Then, being very young and very egregiously in love, Thaxton buried his face in his hands above the littered desk—and prayed.

It was nearly half an hour before he heard the door reopen and heard Doris leave.

Her step was slower now. In spite of Vail’s momentary hope she did not pause when she reached the top of the stairs, but kept straight on to her own room, entering it and shutting the door softly behind her.

That night the nurse reported gayly to Vail that the invalid seemed fifty per cent better and that he had actually been hungry for his supper. Wherefore—as though one household could hold only a certain amount of hunger—Thaxton failed to summon up the remotest semblance of appetite for his own well-served dinner.

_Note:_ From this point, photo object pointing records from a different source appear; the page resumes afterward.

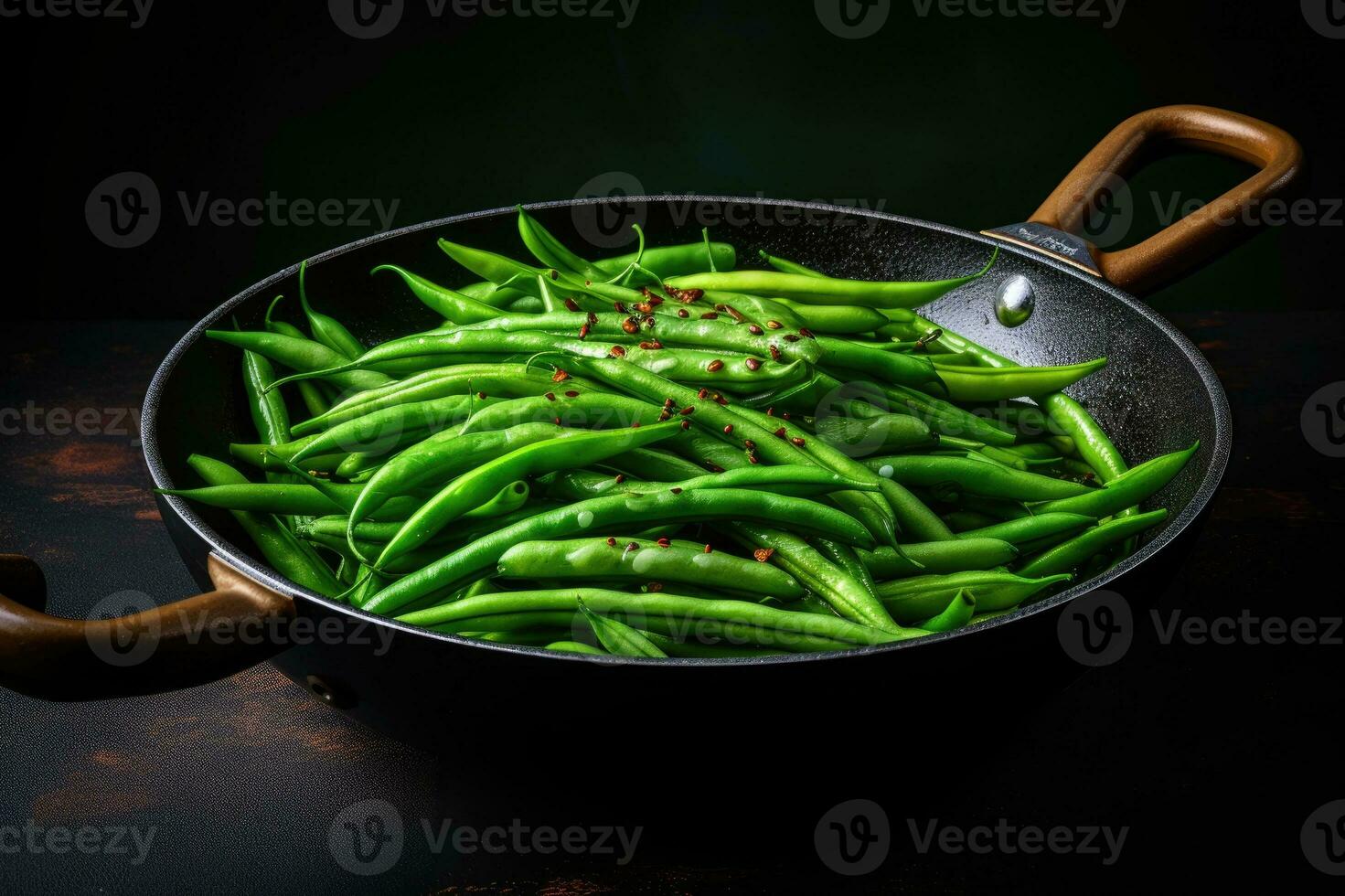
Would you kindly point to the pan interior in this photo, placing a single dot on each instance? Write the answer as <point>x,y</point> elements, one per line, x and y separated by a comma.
<point>1156,394</point>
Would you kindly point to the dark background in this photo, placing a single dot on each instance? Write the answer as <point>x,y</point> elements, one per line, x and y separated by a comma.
<point>1213,755</point>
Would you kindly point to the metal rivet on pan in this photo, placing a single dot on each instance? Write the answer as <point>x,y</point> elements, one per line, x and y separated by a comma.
<point>322,690</point>
<point>1016,300</point>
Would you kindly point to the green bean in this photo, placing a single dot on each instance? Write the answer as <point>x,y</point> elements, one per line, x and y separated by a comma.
<point>291,557</point>
<point>616,511</point>
<point>756,619</point>
<point>993,384</point>
<point>1083,547</point>
<point>617,638</point>
<point>955,615</point>
<point>1127,490</point>
<point>977,476</point>
<point>1041,525</point>
<point>475,487</point>
<point>913,601</point>
<point>623,559</point>
<point>447,303</point>
<point>326,328</point>
<point>828,291</point>
<point>938,557</point>
<point>304,356</point>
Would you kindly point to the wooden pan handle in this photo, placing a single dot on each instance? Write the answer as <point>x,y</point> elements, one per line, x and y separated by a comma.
<point>1200,234</point>
<point>190,642</point>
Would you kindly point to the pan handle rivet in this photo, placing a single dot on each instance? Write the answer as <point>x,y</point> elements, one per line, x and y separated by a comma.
<point>1014,300</point>
<point>322,690</point>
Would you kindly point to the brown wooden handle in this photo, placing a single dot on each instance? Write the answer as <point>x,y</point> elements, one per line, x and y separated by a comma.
<point>1200,234</point>
<point>190,642</point>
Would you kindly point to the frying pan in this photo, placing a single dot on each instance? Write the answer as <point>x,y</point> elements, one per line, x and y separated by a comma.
<point>1157,394</point>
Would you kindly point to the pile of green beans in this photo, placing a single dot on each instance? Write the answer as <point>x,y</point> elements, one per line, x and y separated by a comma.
<point>663,455</point>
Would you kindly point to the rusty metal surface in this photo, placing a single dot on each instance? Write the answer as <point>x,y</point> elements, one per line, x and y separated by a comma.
<point>1211,751</point>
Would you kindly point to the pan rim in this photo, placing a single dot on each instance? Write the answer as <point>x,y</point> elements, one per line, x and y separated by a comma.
<point>243,561</point>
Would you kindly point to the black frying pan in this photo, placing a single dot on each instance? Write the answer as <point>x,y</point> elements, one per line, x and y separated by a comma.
<point>1157,394</point>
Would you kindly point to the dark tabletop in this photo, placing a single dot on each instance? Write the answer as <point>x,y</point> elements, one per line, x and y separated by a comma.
<point>1207,758</point>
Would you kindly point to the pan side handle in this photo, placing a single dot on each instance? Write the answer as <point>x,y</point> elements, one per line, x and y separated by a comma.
<point>156,648</point>
<point>1199,236</point>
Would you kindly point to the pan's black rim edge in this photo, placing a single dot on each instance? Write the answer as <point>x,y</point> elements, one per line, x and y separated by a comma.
<point>243,561</point>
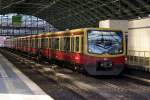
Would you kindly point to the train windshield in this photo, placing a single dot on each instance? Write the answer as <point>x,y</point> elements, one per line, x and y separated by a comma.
<point>105,42</point>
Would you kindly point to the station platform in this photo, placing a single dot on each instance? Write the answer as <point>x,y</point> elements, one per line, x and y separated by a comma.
<point>14,85</point>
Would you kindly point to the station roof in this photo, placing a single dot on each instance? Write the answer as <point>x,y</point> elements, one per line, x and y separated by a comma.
<point>68,14</point>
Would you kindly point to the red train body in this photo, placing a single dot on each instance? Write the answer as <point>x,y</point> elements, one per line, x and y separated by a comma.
<point>98,51</point>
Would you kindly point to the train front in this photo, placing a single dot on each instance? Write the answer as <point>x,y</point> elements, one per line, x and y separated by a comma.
<point>105,52</point>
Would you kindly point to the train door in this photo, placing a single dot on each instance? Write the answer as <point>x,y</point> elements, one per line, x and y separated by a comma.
<point>67,48</point>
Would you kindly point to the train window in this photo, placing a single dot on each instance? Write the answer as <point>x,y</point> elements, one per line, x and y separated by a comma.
<point>67,43</point>
<point>62,44</point>
<point>57,43</point>
<point>72,44</point>
<point>50,43</point>
<point>36,42</point>
<point>32,43</point>
<point>44,43</point>
<point>77,44</point>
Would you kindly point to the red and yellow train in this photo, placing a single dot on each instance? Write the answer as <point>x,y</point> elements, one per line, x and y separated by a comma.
<point>95,50</point>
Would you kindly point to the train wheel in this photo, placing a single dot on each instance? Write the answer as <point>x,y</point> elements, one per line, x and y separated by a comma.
<point>76,68</point>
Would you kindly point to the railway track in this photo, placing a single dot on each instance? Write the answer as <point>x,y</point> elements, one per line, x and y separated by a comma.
<point>70,85</point>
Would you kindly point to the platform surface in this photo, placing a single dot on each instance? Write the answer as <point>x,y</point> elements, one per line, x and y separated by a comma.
<point>14,85</point>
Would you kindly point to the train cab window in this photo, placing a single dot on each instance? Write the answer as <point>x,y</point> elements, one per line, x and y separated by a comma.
<point>77,44</point>
<point>67,43</point>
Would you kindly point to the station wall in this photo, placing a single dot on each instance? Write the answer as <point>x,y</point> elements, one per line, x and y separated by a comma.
<point>139,37</point>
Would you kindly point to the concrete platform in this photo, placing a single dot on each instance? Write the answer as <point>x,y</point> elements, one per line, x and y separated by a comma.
<point>14,85</point>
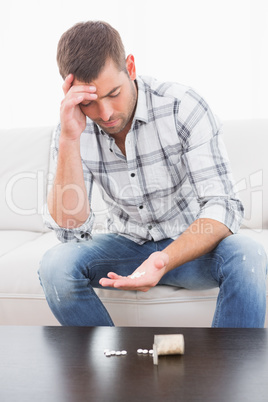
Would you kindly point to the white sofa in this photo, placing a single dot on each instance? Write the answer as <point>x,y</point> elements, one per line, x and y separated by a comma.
<point>24,172</point>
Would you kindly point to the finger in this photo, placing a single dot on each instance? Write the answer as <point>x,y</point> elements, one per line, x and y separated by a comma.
<point>67,83</point>
<point>113,275</point>
<point>161,261</point>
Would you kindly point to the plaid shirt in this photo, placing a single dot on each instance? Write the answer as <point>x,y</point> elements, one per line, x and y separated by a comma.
<point>175,170</point>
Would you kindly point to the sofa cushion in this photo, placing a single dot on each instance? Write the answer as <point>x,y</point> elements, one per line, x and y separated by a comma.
<point>24,155</point>
<point>247,143</point>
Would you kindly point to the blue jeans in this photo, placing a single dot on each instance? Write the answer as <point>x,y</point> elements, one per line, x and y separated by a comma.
<point>238,266</point>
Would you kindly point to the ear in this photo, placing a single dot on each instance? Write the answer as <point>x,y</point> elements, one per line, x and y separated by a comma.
<point>131,67</point>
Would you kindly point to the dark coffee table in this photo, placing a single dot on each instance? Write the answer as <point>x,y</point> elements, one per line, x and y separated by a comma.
<point>68,364</point>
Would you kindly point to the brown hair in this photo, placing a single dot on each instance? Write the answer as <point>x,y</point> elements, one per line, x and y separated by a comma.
<point>84,49</point>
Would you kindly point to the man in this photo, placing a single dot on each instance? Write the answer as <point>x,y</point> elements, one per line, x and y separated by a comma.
<point>155,151</point>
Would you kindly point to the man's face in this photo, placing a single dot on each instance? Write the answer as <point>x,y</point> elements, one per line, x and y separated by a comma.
<point>114,108</point>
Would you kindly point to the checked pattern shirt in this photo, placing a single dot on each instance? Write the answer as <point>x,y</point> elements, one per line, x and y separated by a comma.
<point>175,170</point>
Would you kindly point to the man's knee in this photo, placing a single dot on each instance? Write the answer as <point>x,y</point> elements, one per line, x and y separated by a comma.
<point>59,262</point>
<point>246,252</point>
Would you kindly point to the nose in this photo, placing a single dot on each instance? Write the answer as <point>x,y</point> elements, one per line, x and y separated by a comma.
<point>105,111</point>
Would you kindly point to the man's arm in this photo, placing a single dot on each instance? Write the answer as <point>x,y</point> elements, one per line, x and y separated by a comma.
<point>68,201</point>
<point>201,237</point>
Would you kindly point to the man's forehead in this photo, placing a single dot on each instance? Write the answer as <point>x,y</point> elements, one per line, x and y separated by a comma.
<point>103,86</point>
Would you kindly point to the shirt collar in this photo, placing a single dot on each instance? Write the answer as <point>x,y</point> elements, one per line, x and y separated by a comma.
<point>141,112</point>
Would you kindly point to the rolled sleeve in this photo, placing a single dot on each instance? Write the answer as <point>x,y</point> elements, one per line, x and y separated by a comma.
<point>82,233</point>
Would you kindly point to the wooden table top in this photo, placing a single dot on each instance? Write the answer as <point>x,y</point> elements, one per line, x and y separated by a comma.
<point>68,364</point>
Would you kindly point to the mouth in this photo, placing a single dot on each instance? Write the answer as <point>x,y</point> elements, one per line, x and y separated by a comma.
<point>110,123</point>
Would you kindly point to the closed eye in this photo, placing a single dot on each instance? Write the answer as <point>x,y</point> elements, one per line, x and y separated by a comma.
<point>114,96</point>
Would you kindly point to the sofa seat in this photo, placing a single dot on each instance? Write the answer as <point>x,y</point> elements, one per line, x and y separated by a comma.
<point>24,239</point>
<point>22,293</point>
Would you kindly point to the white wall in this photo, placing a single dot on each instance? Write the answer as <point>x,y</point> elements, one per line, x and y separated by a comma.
<point>219,47</point>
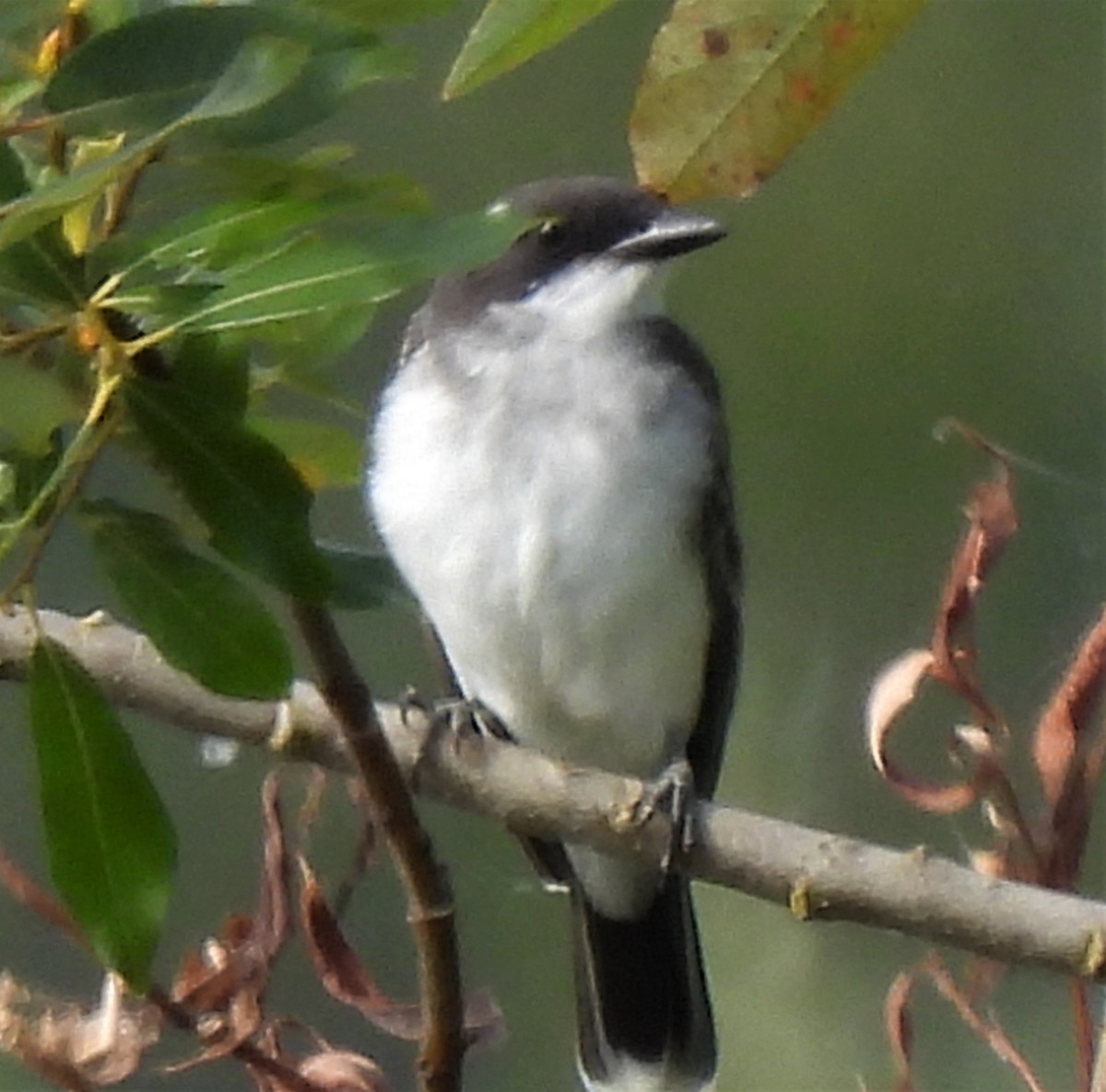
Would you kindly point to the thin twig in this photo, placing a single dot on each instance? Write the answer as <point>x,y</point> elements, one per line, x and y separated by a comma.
<point>393,808</point>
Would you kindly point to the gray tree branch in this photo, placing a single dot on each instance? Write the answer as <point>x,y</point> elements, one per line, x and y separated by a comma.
<point>816,874</point>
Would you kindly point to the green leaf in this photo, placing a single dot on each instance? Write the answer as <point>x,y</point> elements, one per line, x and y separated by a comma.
<point>325,454</point>
<point>26,215</point>
<point>150,71</point>
<point>26,475</point>
<point>111,843</point>
<point>40,267</point>
<point>312,275</point>
<point>258,74</point>
<point>218,236</point>
<point>255,506</point>
<point>731,88</point>
<point>510,32</point>
<point>32,405</point>
<point>362,580</point>
<point>316,93</point>
<point>204,620</point>
<point>373,13</point>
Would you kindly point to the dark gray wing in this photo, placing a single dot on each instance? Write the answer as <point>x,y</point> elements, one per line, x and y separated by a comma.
<point>717,538</point>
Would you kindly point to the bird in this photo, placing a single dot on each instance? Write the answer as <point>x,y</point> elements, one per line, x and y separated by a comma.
<point>550,472</point>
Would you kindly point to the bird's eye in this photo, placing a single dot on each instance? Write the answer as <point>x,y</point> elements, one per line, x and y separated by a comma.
<point>552,232</point>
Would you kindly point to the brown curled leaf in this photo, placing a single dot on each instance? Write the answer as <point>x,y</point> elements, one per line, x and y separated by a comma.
<point>984,1028</point>
<point>342,974</point>
<point>893,691</point>
<point>1067,719</point>
<point>900,1029</point>
<point>346,979</point>
<point>226,980</point>
<point>993,521</point>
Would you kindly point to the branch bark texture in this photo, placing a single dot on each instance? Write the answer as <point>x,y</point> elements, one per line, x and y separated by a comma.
<point>816,874</point>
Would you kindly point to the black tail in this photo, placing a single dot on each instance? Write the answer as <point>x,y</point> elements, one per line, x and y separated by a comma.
<point>642,1010</point>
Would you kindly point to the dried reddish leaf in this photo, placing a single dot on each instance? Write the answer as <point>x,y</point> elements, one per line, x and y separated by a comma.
<point>900,1029</point>
<point>893,691</point>
<point>342,973</point>
<point>227,979</point>
<point>344,976</point>
<point>344,1071</point>
<point>327,1068</point>
<point>72,1046</point>
<point>993,521</point>
<point>1067,760</point>
<point>271,925</point>
<point>983,1028</point>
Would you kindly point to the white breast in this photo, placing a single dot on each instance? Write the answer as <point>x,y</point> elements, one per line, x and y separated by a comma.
<point>540,509</point>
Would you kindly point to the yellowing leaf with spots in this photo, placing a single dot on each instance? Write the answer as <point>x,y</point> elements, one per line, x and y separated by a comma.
<point>733,87</point>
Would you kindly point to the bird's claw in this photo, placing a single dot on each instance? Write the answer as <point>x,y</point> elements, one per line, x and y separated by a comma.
<point>672,793</point>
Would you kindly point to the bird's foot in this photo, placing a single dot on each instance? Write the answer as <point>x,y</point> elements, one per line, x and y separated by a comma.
<point>672,793</point>
<point>468,716</point>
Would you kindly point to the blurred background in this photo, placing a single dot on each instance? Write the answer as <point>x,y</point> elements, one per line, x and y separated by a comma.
<point>935,250</point>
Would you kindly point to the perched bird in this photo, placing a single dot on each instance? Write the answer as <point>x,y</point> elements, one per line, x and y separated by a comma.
<point>551,476</point>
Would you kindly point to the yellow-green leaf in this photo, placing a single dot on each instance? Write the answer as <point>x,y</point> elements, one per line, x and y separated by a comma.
<point>510,32</point>
<point>733,87</point>
<point>111,843</point>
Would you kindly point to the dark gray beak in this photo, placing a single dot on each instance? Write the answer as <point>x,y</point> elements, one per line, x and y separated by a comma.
<point>672,233</point>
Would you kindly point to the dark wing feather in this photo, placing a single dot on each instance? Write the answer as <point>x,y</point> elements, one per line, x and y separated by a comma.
<point>717,538</point>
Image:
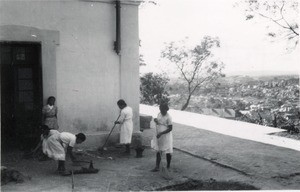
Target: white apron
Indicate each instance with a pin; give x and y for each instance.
(126, 125)
(52, 147)
(165, 142)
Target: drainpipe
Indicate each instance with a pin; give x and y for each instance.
(117, 43)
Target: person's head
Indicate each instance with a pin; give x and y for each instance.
(164, 108)
(80, 137)
(121, 104)
(51, 100)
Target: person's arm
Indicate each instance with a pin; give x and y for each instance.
(70, 152)
(170, 127)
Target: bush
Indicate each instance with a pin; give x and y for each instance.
(153, 89)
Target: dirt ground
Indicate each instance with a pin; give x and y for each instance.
(120, 173)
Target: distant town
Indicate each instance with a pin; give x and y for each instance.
(266, 100)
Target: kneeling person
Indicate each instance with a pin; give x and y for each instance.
(57, 145)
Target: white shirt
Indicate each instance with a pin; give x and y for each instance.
(68, 139)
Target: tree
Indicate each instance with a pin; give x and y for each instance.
(153, 88)
(283, 13)
(194, 64)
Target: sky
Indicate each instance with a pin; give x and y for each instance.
(245, 48)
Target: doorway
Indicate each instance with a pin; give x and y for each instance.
(21, 94)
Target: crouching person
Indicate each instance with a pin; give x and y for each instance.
(57, 145)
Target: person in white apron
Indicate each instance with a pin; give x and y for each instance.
(163, 139)
(125, 120)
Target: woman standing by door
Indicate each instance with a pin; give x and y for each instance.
(125, 120)
(50, 114)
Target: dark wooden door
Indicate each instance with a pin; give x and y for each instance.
(21, 93)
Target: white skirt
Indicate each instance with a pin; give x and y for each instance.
(126, 132)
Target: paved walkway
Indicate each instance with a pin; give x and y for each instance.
(250, 152)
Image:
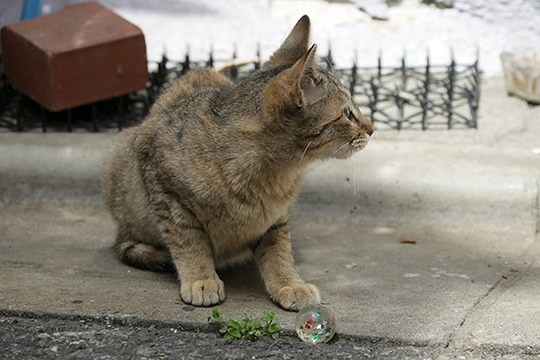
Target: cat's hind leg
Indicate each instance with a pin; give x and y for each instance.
(133, 252)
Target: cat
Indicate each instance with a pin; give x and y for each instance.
(208, 178)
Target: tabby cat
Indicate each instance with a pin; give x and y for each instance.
(208, 178)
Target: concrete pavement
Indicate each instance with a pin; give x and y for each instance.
(468, 198)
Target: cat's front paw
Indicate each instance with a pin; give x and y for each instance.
(205, 292)
(297, 296)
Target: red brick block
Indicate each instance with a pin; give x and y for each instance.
(81, 54)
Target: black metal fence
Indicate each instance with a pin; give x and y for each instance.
(401, 97)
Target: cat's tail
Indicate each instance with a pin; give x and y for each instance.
(144, 256)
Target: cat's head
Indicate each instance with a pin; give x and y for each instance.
(308, 104)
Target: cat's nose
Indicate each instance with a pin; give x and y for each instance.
(367, 126)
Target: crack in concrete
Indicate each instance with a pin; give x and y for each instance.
(458, 340)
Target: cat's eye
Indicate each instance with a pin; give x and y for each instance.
(348, 113)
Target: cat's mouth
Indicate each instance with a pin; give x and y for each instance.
(349, 149)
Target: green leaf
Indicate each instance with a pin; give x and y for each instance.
(247, 327)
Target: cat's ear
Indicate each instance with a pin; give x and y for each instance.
(285, 91)
(294, 46)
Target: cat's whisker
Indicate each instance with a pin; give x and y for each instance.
(338, 149)
(305, 150)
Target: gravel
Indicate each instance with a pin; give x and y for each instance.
(30, 336)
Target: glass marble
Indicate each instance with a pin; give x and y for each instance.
(315, 324)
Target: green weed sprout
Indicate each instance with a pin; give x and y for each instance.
(247, 327)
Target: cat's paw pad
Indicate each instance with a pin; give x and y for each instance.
(297, 296)
(206, 292)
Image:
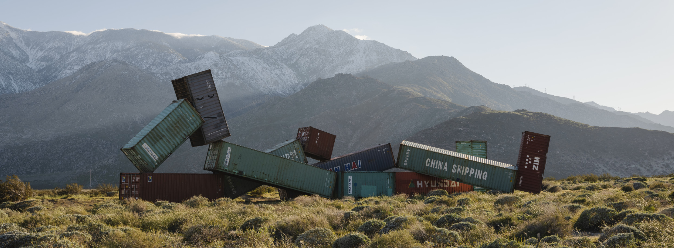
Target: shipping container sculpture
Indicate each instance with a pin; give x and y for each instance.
(162, 136)
(378, 158)
(317, 144)
(269, 169)
(199, 90)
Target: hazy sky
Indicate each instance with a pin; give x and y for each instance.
(616, 53)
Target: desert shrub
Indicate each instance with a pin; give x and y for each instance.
(502, 243)
(260, 191)
(554, 189)
(351, 240)
(196, 201)
(395, 223)
(463, 226)
(371, 227)
(72, 189)
(621, 240)
(317, 237)
(254, 223)
(621, 228)
(627, 188)
(593, 219)
(13, 189)
(201, 235)
(631, 219)
(639, 185)
(293, 226)
(438, 192)
(502, 222)
(400, 238)
(509, 200)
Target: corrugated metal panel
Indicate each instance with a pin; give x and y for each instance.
(269, 169)
(365, 184)
(531, 161)
(475, 148)
(317, 144)
(165, 133)
(238, 186)
(378, 158)
(414, 183)
(199, 90)
(455, 166)
(173, 187)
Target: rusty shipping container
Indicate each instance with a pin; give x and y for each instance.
(173, 187)
(269, 169)
(411, 183)
(531, 161)
(162, 136)
(317, 144)
(477, 148)
(378, 158)
(455, 166)
(238, 186)
(360, 184)
(199, 90)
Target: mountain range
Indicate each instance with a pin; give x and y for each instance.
(84, 96)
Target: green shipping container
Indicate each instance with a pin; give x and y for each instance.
(269, 169)
(165, 133)
(360, 184)
(475, 148)
(455, 166)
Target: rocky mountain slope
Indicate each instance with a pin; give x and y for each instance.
(575, 148)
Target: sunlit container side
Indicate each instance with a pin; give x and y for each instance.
(237, 186)
(360, 184)
(165, 133)
(378, 158)
(475, 148)
(411, 183)
(531, 162)
(199, 90)
(455, 166)
(173, 187)
(317, 144)
(269, 169)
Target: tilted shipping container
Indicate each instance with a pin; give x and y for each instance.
(411, 183)
(199, 90)
(165, 133)
(531, 161)
(378, 158)
(173, 187)
(360, 184)
(455, 166)
(269, 169)
(317, 144)
(475, 148)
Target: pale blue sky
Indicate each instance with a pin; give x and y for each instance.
(616, 53)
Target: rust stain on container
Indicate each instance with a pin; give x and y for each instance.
(317, 144)
(531, 162)
(199, 90)
(411, 183)
(173, 187)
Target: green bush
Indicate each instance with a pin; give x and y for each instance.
(317, 237)
(371, 227)
(593, 219)
(351, 240)
(509, 200)
(13, 189)
(621, 240)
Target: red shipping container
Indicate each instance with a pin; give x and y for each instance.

But he talked very much and very gayly at times throughout the meal, and he even forced himself to meet Doris’s gaze in exaggeratedly fraternal fashion and to laugh a great deal more than Miss Gregg’s acid witticisms demanded.

Macduff, too, graced the evening meal with his presence for the first time since Clive’s arrival. For hours he had lain beside his master’s bed, curled happily within reach of Clive’s caressing hand. The dog’s deadly fear was gone—the fear lest he should never again be allowed to see and to be with his god.

Clive was still there and was still his chum. And the barrier door was no longer closed. Thus Macduff at last had scope to think of other things than of the terror of losing his rediscovered deity. Among these other things was the fact that he was ravenously hungry and that at Thaxton’s side at the dinner table there was much chance for tidbits.

Hence he attended dinner, lying again on the floor at Vail’s left for the servants to stub their toes over as of yore.

“So we have the sorrowing Macduff among us once more!” remarked Miss Gregg. “That is what I call a decidedly limited rapture. Especially when he registers fleas. I verily believe he is the most popular and populous flea-caféteria in all dogdom. Why, that collie—!”

“Oh, I love to see him lying there again, so happy and proud!” spoke up Doris, tossing him a fragment of chicken. “Dear old Mac!”